Conflicting Interests
Bruce Scneier's damning account of Sony's rootkit indicts the anti-virus software providers.
Quote:
What happens when the creators of malware collude with the very companies we hire to protect us from that malware?
We users lose, that's what happens. A dangerous and damaging rootkit gets introduced into the wild, and half a million computers get infected before anyone does anything.
Who are the security companies really working for? It's unlikely that this Sony rootkit is the only example of a media company using this technology. Which security company has engineers looking for the others who might be doing it?
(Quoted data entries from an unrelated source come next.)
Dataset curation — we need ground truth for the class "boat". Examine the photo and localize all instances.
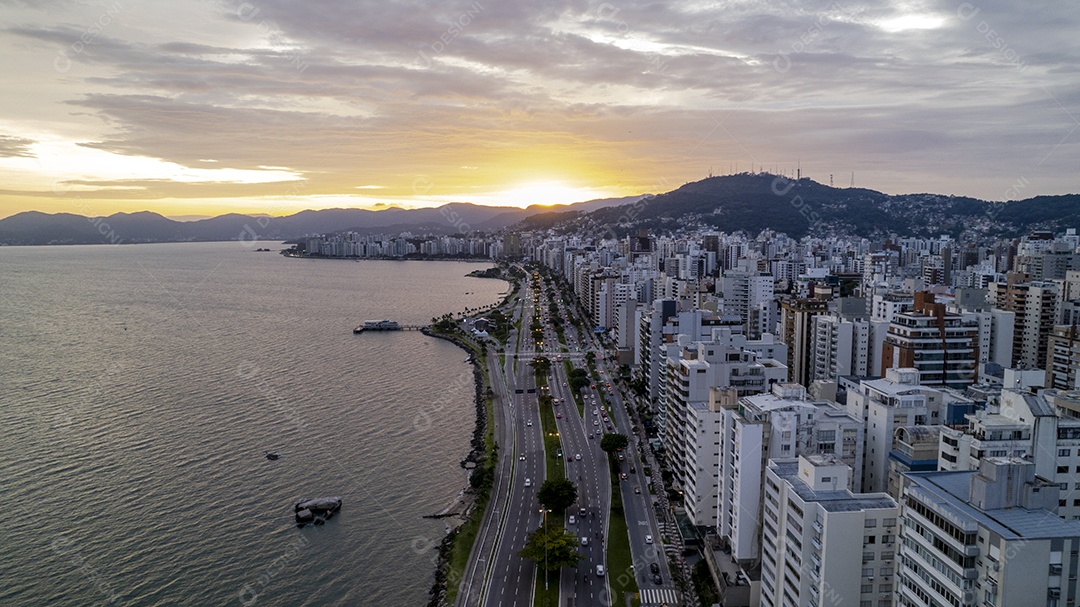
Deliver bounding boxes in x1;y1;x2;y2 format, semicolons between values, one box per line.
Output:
293;497;341;527
352;321;402;333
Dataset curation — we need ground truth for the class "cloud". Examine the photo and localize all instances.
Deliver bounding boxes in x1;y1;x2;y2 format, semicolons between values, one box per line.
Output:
0;0;1080;214
0;135;33;158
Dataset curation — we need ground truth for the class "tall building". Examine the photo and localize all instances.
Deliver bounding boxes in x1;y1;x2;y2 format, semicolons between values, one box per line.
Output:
848;368;944;493
720;272;775;339
939;388;1080;520
717;383;863;564
881;292;978;390
896;458;1080;607
780;299;828;386
1045;325;1080;390
990;272;1059;369
661;331;787;527
810;313;889;381
761;456;900;607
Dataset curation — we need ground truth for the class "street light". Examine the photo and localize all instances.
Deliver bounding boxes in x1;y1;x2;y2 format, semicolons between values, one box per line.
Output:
540;508;551;590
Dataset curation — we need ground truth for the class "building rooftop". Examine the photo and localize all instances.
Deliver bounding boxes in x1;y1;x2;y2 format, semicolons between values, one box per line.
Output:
906;470;1080;539
769;456;896;512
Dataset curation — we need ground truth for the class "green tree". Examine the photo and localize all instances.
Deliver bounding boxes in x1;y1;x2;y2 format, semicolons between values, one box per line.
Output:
537;478;578;512
529;356;551;375
600;433;630;454
517;527;582;575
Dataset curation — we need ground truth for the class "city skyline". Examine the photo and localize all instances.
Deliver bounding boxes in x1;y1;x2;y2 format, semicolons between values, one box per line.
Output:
0;0;1080;217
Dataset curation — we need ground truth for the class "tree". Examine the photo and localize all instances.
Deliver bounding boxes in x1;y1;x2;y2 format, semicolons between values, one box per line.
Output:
537;478;578;512
529;356;551;375
600;434;630;454
517;527;582;575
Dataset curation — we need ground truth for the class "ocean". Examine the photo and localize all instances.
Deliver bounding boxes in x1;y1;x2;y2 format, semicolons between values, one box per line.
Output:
0;243;508;607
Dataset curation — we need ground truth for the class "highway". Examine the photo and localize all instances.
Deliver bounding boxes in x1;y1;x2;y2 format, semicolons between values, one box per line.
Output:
455;268;679;607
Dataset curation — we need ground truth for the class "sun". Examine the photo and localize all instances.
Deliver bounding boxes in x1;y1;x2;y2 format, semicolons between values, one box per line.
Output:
494;181;612;207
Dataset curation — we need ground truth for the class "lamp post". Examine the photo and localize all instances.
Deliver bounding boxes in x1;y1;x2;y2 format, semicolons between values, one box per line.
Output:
540;508;551;590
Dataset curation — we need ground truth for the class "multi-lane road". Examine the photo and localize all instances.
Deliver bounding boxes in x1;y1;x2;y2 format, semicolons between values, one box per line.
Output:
456;268;678;607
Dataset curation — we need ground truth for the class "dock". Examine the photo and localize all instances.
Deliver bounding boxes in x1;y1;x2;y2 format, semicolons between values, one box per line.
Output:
352;325;428;333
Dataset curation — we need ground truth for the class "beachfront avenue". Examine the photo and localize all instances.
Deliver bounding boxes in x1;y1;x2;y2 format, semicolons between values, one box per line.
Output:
454;263;678;607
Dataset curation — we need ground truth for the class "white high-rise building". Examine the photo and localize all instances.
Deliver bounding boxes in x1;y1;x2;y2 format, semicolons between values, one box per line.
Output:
761;456;900;607
896;458;1080;607
848;368;943;493
661;329;787;526
717;383;863;563
937;388;1080;520
810;313;889;381
719;272;777;339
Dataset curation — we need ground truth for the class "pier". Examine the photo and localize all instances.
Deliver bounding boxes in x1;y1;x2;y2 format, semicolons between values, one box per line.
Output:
352;323;428;333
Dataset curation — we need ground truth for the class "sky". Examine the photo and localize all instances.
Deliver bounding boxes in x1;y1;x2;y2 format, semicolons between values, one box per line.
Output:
0;0;1080;217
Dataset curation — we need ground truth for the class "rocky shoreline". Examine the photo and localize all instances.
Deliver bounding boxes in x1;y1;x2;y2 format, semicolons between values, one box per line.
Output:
420;327;487;607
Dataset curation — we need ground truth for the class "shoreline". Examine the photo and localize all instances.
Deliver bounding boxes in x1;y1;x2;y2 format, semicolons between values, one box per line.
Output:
280;248;499;265
420;326;487;607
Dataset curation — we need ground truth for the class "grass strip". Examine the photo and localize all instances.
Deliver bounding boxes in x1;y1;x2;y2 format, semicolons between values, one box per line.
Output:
607;456;642;606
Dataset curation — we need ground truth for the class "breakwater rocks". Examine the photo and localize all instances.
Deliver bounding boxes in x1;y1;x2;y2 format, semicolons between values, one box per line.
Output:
420;327;487;607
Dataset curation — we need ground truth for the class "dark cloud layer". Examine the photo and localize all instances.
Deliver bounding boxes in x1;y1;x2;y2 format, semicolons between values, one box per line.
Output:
0;0;1080;211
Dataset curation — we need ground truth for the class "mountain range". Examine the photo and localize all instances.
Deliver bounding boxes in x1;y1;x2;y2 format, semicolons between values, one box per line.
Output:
0;197;640;245
515;173;1080;242
0;173;1080;245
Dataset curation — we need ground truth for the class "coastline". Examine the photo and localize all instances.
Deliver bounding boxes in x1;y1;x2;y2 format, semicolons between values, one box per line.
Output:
420;326;487;607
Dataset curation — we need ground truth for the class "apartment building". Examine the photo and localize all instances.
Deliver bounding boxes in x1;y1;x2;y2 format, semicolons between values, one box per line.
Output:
761;455;900;607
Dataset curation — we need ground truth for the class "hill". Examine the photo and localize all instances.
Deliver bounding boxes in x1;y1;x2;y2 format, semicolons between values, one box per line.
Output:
515;173;1080;242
And what will they do if they find one? What will they do the next time some multinational company decides that owning your computers is a good idea?
These questions are the real story, and we all deserve answers.
The essence here is confusion (and therefore conflict) of interests:
Did the A/V providers failed to identify this threat because Sony is a big company who might sue them?
Did they fear to supply removal tools (none of them have yet provided a way to remove anything but the "cloaking" part of the rootkit) because of the ill-considered, ill-written, "private law" known as the DMCA?
Were more sinister motives at play?
For whatever reason, they neglected the interests of their paying customers. As Chris McDonough's pointed out in his Agendaless Consulting, the only way to stay sane in a mess like this is to stay transparent, as well as loyal to the true interests of the customer.